"A Rupture, Not a Transition": State Accountability after the End of the Rules Based in Order
LIAS Public Conversation
29. Apr
Alejandro Castillejo-Cuellar, University of the Andes, Bogotá | Brendan Ciarán Browne, Trinity College, Belfast | LIAS Senior Fellow Heidi Grunebaum | Arthur Muliro, Society for International Development, Rome | Adam Sitze, Amherst College | Jelena Subotic, Georgia State University, Atlanta
Date: Wednesday, 29 April 2026, 6:15 p.m.

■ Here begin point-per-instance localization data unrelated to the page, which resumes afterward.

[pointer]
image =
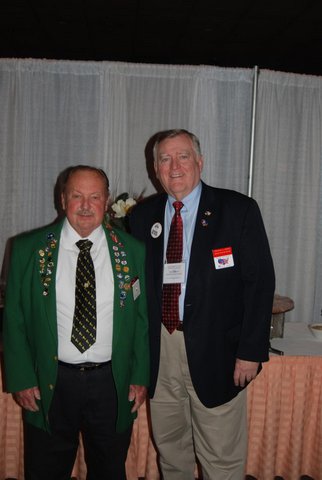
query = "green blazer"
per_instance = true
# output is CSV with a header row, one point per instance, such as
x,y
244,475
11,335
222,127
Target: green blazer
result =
x,y
30,327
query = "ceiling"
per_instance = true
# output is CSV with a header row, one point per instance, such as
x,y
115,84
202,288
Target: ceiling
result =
x,y
283,35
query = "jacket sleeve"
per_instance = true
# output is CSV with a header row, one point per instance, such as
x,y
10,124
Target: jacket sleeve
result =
x,y
18,363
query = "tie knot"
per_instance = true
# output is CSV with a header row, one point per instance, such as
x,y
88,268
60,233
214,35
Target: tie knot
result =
x,y
177,206
84,245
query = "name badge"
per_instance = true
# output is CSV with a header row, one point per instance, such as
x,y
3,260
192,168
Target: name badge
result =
x,y
174,272
136,289
223,257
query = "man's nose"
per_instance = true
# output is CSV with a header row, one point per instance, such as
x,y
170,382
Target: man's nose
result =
x,y
175,163
85,203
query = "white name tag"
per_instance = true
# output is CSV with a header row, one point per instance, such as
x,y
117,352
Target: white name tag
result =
x,y
174,272
223,258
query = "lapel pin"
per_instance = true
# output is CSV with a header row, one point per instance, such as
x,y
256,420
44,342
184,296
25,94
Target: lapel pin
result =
x,y
156,230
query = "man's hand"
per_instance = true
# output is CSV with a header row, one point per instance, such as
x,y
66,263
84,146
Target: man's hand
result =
x,y
138,394
27,398
244,372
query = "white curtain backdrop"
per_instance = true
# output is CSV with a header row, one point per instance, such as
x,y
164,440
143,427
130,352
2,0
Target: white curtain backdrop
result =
x,y
287,184
59,113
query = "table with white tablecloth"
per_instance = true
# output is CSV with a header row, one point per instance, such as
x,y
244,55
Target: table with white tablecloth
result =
x,y
284,419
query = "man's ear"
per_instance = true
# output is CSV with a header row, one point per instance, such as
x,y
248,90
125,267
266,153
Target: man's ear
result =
x,y
62,201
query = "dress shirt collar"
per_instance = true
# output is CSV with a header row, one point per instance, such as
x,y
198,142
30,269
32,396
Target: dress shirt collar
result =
x,y
69,237
189,202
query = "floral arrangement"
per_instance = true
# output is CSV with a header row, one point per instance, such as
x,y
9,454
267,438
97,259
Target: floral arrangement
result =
x,y
119,210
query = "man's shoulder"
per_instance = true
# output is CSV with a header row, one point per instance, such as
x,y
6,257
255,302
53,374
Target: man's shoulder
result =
x,y
226,196
42,234
120,236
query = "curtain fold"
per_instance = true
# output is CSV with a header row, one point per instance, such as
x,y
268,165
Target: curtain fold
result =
x,y
287,183
60,113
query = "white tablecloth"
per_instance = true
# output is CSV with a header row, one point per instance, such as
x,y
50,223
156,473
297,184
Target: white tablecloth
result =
x,y
297,341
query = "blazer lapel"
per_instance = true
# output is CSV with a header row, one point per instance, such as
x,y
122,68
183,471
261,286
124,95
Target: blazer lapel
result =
x,y
157,244
48,252
203,238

Location: Campus | Lecture Hall 4
Speaking partially in French at the World Economic Forum in Davos in January 2026, Canadian Prime Minister Mark Carney argued that the post Cold War, rules based international order has effectively ended and been replaced by a harsher reality of great power rivalry and coercion. We are, Carney claimed, living through “a rupture in the world order, the end of a pleasant fiction and the beginning of a harsh reality, where geopolitics, where the large, main power, geopolitics, is submitted to no limits, no constraints.” This is, Carney insisted, “a rupture, not a transition.” In this forum, Alejandro Castillejo-Cuéllar, Professor of Anthropology at the University of the Andes, in Bogotá, Colombia and Adam Sitze, Professor of Law, Jurisprudence and Social Thought at Amherst College, in the United States, discuss this harsh new reality and its implications for transitional justice and international law more generally.